Luckily for Brisbane residents the flood this January was a lot smaller than the one in January 2011. Unfortunately, other river communities on the east coast, such as Bundaberg on the Burnett River, didn’t fare so well in the wake of ex-tropical cyclone Oswald.
This time around, in the absence of dealing with mud removal from our house, I could reflect on some of the events as they unfolded and what they say about how we manage water and rivers.
The timing of the flood was interesting – not from a meteorological perspective – summer is cyclone season – but as the aftershocks of the 2011 event were still playing out. The big local news item before the rains hit was a legal firm announcing class action against the Queensland government for how it operated Wivenhoe Dam during and before the 2011 flood.
Then, as it became clear that the Brisbane River was likely to flood again, our premier announced a release of water from Wivenhoe Dam. What interested me about this was that the decision was made independently of the dam operator (and presumably their experts) to “reassure people”.

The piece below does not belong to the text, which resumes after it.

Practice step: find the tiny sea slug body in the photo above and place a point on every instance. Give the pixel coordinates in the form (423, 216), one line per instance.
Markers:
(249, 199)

Ironically, following the flood, Brisbane then faced a potable (drinking) water shortage. This came about as the main water treatment plant could not cope with high sediment levels in the floodwater. Poor water quality was also noted following the 2011 flood and was linked to land-use and associated erosion in some sub-catchments.
The prospect of Brisbane running out of water becomes more inexplicable when you consider the investment in infrastructure that occurred in the region at the end of the millennium drought. The government invested billions of dollars in a water grid connecting water utilities and “drought proofing” the region by building facilities for recycling wastewater and desalinating seawater.
Because of the perceived or actual reluctance of the public to embrace recycled water, the current system would only put the water in the dam anyway – if it were working to capacity. From there water treated in excess of drinking water standards gets purified somehow by mixing with the natural water sources that have clogged the water treatment plant.
In the land of “droughts and flooding rains” its time for a mature and well-informed discussion about water and river management.